Despite the failure of the causal theory to ensure stability
of reference, LaPorte argues that scientific progress is not under threat. In
fact, meaning refinement is a consequence of progress, not a threat to
it. The meaning of, say, "species" changes because scientists
discover that it is vague. They then know more about both the older use of the
term, and the new. They are able to substitute statements that are clearly true
for vague statements that were neither clearly true nor clearly false. That, it
seems, is plausibly taken to be progress.
Finally, LaPorte takes on the orthodox view that the analytic/synthetic
distinction is dead. In fact, LaPorte argues, anyone who is committed to a posteriori
necessity of the kind made familiar by Kripke is committed to the
analytic/synthetic distinction as well. If Hesperus = Phosphorus, this is
because Hesperus is a synonym for Phosphorus. But, as Quine saw, synonymity
was sufficient to save the notion of analyticity.
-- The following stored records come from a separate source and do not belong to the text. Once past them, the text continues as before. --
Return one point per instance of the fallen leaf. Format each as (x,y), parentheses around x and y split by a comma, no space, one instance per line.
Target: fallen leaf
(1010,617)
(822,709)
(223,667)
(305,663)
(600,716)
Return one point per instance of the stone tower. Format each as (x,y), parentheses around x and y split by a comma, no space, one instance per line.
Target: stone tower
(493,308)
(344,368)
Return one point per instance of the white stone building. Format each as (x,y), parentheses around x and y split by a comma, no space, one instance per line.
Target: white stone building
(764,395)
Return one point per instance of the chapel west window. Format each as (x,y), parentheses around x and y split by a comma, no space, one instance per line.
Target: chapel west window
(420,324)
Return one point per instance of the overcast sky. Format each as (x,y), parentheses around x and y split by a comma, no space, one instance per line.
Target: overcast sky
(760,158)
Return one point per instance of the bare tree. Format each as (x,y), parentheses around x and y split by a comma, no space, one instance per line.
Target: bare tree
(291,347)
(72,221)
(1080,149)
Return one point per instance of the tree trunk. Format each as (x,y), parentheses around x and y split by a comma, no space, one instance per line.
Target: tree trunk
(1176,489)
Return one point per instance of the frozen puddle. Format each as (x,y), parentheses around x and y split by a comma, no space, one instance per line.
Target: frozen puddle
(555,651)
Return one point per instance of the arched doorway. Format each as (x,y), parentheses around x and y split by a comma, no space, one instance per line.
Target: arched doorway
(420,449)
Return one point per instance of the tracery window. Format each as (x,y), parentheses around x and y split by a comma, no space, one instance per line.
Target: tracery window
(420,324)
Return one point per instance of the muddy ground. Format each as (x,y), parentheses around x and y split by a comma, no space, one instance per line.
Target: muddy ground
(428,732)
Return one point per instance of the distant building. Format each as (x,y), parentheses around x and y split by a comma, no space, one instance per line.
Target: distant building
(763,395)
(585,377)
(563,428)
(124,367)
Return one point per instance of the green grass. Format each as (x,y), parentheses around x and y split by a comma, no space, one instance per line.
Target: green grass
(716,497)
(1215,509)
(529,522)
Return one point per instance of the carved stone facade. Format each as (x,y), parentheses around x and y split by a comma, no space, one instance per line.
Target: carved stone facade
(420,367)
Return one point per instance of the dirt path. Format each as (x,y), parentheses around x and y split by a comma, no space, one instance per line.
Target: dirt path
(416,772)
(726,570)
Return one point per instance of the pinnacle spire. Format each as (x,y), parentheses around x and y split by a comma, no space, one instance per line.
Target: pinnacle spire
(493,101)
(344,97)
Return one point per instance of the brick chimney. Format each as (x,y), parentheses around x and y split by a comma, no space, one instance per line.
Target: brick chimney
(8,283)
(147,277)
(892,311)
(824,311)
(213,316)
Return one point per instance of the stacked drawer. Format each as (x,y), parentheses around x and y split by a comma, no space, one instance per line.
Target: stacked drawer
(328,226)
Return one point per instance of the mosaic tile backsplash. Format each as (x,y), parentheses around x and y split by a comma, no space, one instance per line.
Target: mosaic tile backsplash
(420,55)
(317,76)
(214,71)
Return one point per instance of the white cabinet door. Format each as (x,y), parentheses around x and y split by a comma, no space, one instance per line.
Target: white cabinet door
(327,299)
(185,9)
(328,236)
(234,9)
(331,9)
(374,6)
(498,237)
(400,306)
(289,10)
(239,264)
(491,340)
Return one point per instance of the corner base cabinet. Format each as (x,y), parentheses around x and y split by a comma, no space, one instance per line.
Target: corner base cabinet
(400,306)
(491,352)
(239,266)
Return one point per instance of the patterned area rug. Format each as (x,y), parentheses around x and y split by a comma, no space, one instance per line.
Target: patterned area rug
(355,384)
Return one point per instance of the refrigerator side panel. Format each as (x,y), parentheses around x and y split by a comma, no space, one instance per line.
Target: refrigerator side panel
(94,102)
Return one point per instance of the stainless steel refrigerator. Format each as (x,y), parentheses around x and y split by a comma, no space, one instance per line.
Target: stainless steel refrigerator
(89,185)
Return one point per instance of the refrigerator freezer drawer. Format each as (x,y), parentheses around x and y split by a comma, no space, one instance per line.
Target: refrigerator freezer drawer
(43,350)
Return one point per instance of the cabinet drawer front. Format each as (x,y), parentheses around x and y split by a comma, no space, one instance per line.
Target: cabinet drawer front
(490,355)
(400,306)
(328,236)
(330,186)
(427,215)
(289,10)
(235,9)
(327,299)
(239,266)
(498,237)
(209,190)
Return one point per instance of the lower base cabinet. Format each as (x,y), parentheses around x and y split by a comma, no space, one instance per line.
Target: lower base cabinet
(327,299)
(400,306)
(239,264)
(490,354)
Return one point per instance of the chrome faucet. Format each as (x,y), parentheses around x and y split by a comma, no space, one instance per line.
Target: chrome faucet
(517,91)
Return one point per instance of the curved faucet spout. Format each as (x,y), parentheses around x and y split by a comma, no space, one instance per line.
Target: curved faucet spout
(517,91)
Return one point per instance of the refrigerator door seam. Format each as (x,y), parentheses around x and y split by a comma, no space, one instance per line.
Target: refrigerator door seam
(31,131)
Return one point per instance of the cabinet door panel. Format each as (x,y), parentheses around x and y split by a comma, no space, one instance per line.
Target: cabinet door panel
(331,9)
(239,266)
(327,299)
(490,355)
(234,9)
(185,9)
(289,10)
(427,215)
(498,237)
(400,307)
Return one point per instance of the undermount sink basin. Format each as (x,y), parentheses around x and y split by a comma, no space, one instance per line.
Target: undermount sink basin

If Hesperus = Phosphorus is necessarily
true, then (contra Quine) there are analytic statement which are not open to
revision by theory change alone. The only way to bring it about that Hesperus =
Phosphorus is false is by changing the meaning of the terms. Naturally, this view
requires that we be able to distinguish meaning change from theory change. LaPorte
argues that we can, and that those who accept the causal theory are committed
to this as well. If meaning change and theory change were really
indistinguishable, then it would not have been possible to discover that
Hesperus = Phosphorus; discovery (as Kripke uses it) is theory change.
As this summary of the main themes makes clear, this is an
ambitious and wide-ranging book. In just 173 argument-filled pages, it sketches
heretical views on some of the most interesting and difficult issues in
contemporary metaphysics. Inevitably, it moves too fast and covers too much
ground to be entirely convincing. In particular, it seems that there are
possible lines of reply to the contention that we can as easily decide to
identify a natural kind with observable properties as with microstructure. LaPorte’s
"jade" example is underdeveloped: we are left wanting to know how
important the distinction between nephrite and jadeite is to the Chinese. He
tells us they mark it, at least sometimes. If that is the case, the fact that
they call both "jade" seems no more to refute the Kripke-Putnam
thesis then does the fact that sometimes we call Koalas "bears". This
is not meant to be a rejection of LaPorte’s claims. Instead, it is the
expression of the hope that he will develop these themes, and that his claims
will receive the critical attention they deserve from other philosophers. I
wholeheartedly recommend this book to all serious students of philosophy of
biology, philosophy of science, and metaphysics. Whether they agree with it or
not, they will find it extremely stimulating.
© 2004 Neil Levy
Dr Neil Levy
is a fellow of the Centre
for Applied Philosophy and Public Ethics at Charles
Sturt University, Australia. He is the author of two mongraphs and over a
dozen articles and book chapters on Continental philosophy, ethics and
political philosophy. He is currently writing a book on moral relativism.